Mr. Traughber testified that he just couldn’t go to the right and whether he should have gone over to the side and gone to *231the left and thought he could get back into his own lane is probably the question that the Court has got to determine.

The "emergency” doctrine also cannot serve to excuse an actor when the emergency was created through the actor’s own negligence. In addition, there are some "emergencies” which a person must anticipate. In present day traffic conditions, "any driver of an automobile must be prepared for the sudden appearance of obstacles and persons in the highway . . . .” Prosser & Keeton, Torts (5th ed), § 33, p 197.

It is important to note that thirty feet is approximately three car *232lengths and that a car traveling one mile per hour covers 1.5 feet per second. In this case, the defendant, traveling thirty-five miles per hour, would travel fifty-two and one-half feet per second, and the oncoming car would be traveling toward the defendant at approximately the same rate.

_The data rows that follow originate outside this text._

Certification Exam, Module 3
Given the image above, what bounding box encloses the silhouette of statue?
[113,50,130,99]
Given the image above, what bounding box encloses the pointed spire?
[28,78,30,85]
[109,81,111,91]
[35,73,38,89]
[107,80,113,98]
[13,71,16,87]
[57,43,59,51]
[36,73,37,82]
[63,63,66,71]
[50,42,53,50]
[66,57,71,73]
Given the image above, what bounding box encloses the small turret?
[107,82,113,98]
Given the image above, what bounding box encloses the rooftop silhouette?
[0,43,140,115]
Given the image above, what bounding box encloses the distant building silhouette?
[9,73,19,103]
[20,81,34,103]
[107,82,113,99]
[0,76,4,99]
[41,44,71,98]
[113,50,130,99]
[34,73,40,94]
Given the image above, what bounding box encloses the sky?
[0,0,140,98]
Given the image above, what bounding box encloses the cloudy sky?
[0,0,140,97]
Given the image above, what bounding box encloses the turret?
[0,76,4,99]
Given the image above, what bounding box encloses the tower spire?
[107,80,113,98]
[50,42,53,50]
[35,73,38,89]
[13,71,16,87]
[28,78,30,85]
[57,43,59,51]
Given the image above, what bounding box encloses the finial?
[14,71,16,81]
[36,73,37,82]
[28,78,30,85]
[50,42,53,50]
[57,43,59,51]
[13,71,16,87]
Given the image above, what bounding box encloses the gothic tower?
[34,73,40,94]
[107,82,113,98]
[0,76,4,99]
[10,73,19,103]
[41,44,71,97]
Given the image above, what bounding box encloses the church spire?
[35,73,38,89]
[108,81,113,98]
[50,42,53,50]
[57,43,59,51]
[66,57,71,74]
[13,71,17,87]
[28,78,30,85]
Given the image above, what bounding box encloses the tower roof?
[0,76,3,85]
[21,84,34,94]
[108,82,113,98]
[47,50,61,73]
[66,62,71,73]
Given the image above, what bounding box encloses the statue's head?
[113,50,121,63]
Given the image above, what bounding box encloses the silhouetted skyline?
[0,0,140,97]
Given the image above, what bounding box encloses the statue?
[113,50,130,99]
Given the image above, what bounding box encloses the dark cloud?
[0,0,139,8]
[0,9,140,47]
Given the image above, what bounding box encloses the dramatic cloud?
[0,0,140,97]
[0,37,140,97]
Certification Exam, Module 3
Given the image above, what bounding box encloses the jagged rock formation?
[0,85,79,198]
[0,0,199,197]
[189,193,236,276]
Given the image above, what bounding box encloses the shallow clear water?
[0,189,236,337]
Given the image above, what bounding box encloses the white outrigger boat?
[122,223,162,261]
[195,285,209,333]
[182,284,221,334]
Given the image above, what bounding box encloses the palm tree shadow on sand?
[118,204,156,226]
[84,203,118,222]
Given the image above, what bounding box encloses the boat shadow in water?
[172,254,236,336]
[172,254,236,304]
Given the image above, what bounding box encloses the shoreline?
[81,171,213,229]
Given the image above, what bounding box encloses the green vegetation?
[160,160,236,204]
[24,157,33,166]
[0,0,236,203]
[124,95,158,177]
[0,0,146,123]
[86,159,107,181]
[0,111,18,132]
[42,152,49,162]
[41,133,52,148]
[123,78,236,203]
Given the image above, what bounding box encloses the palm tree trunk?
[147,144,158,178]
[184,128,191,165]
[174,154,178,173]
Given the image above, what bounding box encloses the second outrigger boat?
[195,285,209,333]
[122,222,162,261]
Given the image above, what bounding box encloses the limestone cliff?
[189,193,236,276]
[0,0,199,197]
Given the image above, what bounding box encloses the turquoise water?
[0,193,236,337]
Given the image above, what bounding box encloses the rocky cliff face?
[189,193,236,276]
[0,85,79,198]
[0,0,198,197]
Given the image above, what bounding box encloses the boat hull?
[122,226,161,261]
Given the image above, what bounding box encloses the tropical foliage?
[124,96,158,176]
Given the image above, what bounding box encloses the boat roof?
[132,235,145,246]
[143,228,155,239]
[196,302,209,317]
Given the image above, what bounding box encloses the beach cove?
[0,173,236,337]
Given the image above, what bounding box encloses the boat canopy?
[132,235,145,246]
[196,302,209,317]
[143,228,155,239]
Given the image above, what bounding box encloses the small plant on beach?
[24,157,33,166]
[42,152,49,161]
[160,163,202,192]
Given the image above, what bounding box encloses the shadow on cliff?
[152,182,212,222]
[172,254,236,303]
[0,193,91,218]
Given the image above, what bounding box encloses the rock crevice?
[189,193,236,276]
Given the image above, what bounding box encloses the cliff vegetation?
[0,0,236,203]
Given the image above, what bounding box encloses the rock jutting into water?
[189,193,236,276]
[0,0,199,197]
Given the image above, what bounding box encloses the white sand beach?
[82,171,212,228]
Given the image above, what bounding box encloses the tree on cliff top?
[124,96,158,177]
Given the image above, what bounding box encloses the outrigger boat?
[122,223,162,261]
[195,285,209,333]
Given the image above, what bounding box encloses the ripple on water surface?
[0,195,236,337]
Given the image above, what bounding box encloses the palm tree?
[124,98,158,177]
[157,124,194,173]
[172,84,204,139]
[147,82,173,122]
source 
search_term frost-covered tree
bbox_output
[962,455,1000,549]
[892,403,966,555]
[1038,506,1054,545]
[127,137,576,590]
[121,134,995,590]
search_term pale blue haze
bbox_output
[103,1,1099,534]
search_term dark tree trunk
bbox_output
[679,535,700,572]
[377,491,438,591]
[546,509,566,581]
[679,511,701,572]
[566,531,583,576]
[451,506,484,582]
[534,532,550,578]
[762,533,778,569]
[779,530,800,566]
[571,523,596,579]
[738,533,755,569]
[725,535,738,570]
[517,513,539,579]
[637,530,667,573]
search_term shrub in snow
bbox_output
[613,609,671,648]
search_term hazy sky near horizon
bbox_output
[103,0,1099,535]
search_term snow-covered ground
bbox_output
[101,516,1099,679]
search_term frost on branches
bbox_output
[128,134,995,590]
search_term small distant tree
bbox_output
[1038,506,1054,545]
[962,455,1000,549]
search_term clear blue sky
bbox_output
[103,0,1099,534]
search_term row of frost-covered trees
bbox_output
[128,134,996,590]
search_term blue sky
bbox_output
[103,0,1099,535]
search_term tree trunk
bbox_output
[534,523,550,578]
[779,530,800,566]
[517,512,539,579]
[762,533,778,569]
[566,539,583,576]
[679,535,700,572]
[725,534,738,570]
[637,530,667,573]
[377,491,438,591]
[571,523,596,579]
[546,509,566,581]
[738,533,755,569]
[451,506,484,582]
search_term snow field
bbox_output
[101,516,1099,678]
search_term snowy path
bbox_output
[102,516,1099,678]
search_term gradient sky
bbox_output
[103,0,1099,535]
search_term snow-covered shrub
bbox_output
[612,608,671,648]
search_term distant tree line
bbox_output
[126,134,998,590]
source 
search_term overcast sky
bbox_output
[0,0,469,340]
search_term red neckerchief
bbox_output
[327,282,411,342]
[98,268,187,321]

The fact that there are no street lights on Denton Road does not mean that, with his headlights on, the defendant could not have seen the sign until he was suddenly on top of it. The defendant had been drinking, was arguing with the passenger, Irene Baker, in the car, and thus did not see the sign until he came directly upon it. Then, rather than stop or swerve to the right of the sign, he swerved into the path of an oncoming car.

In this case, the trier of fact had to have found the defendant guilty of every element of the crime of negligent homicide beyond a reasonable doubt. MCL 750.324; MSA 28.556.